His richly layered acrylics on canvas and mixed media works are a nostalgic ode to the soil, sunlight and landscapes of his erstwhile home and a deep reminiscing about the simplicity and warmth of village life. Steeped in mood, emotion and lyricism, the art goes beyond sentimentalism and celebrates the artistic heritage of the region, the rustic, now-forgotten ways of life and the resilience and endurance of the people from this drought-prone landscape.

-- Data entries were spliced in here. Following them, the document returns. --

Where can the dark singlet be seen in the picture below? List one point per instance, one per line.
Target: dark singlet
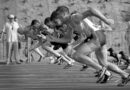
(100, 35)
(58, 45)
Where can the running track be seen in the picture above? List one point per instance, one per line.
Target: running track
(44, 76)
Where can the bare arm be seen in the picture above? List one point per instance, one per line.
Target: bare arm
(96, 13)
(66, 39)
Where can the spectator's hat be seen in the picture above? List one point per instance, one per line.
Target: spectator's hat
(11, 16)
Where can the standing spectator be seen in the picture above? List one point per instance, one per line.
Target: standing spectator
(127, 37)
(10, 29)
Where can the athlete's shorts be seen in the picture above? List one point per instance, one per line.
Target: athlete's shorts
(58, 45)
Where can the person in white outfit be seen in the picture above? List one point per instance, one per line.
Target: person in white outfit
(10, 29)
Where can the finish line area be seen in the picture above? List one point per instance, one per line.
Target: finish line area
(37, 76)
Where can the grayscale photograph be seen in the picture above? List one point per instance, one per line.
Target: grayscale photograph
(64, 44)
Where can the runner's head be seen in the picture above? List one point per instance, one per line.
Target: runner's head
(56, 18)
(35, 23)
(49, 23)
(59, 16)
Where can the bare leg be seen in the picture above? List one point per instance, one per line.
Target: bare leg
(101, 54)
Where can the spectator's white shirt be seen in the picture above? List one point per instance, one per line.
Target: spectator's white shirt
(11, 31)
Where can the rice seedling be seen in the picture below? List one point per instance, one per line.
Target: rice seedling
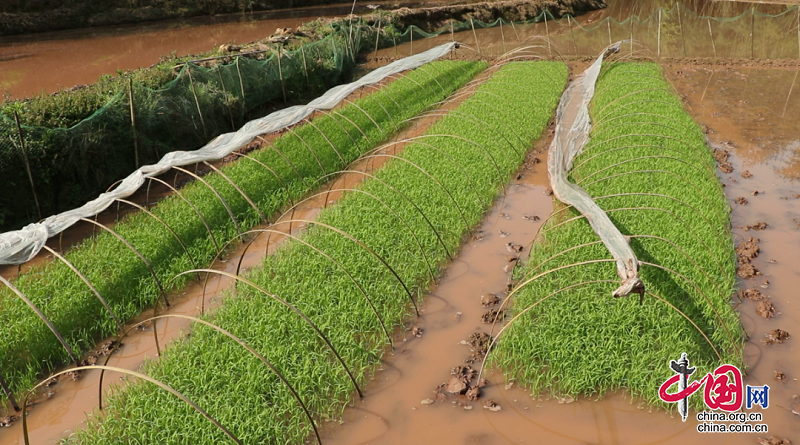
(130, 265)
(236, 388)
(647, 165)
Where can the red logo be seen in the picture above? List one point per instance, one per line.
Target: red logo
(722, 389)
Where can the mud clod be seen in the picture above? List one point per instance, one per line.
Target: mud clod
(776, 336)
(772, 440)
(489, 300)
(492, 316)
(514, 247)
(756, 226)
(108, 347)
(456, 385)
(479, 345)
(8, 421)
(721, 155)
(491, 405)
(765, 309)
(747, 271)
(748, 250)
(473, 394)
(751, 294)
(90, 360)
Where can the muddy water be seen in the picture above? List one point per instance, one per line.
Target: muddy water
(752, 113)
(61, 408)
(745, 109)
(34, 63)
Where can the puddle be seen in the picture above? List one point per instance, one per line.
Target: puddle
(752, 113)
(60, 408)
(395, 409)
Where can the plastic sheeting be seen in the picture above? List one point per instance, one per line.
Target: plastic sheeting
(572, 132)
(20, 246)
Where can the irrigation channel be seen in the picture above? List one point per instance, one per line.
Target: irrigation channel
(66, 405)
(747, 111)
(77, 57)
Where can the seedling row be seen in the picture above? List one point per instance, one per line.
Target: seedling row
(648, 166)
(412, 214)
(133, 266)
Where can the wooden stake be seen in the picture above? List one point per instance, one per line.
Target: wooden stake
(790, 93)
(411, 32)
(27, 164)
(227, 103)
(658, 50)
(133, 124)
(196, 100)
(502, 35)
(241, 85)
(377, 37)
(474, 34)
(514, 28)
(752, 31)
(631, 19)
(9, 394)
(710, 34)
(547, 33)
(572, 33)
(305, 66)
(680, 25)
(280, 74)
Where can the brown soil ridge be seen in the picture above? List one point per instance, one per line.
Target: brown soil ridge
(432, 19)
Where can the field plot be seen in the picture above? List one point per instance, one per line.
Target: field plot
(647, 165)
(437, 189)
(186, 230)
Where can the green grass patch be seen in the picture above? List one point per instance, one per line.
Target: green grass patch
(239, 390)
(580, 341)
(29, 349)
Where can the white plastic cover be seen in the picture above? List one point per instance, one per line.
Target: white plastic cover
(20, 246)
(572, 132)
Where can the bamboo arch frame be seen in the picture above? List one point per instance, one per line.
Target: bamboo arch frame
(137, 253)
(241, 342)
(288, 305)
(134, 374)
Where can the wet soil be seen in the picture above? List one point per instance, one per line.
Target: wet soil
(153, 191)
(429, 390)
(752, 114)
(61, 405)
(407, 402)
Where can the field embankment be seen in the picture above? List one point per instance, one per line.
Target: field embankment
(451, 176)
(648, 166)
(188, 228)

The unseen, unheard, often marginalised people who inhabit the villages of Marathwada – toy sellers, gypsies, farmers and ordinary village folk that Shingade encountered as a child – are
 the protagonists of the earthy yet ethereal paintings. Favourite recurring muses are toy sellers with their baskets of wooden toys who would sit down to rest outside his home after a hot day in the sun, the gypsy women in his village who made colourful embroidered blankets and animals companions such as cows and goats.
Portrayed in a state of oneness with the landscape around them, the characters in Shingade’s timeless world seem part-earthly and part-mythical, layered in diaphanous textures and elegant folds of fabric in mesmerising gradations of colour. Wearing an air of brooding, wistful beauty, the dusky, bejewelled figures with kohl-rimmed eyes are firmly rooted in the earth, and are depicted in the dark tones of the soil that pervades this region. Shingade turns their serene faces and bodies into a canvas over which he layers remarkably intricate motifs, folk imagery and spiritual symbols. Despite their mythical appearance, the paintings are grounded in reality – the faces are often depicted without lips to denote a state of alienation and voicelessness.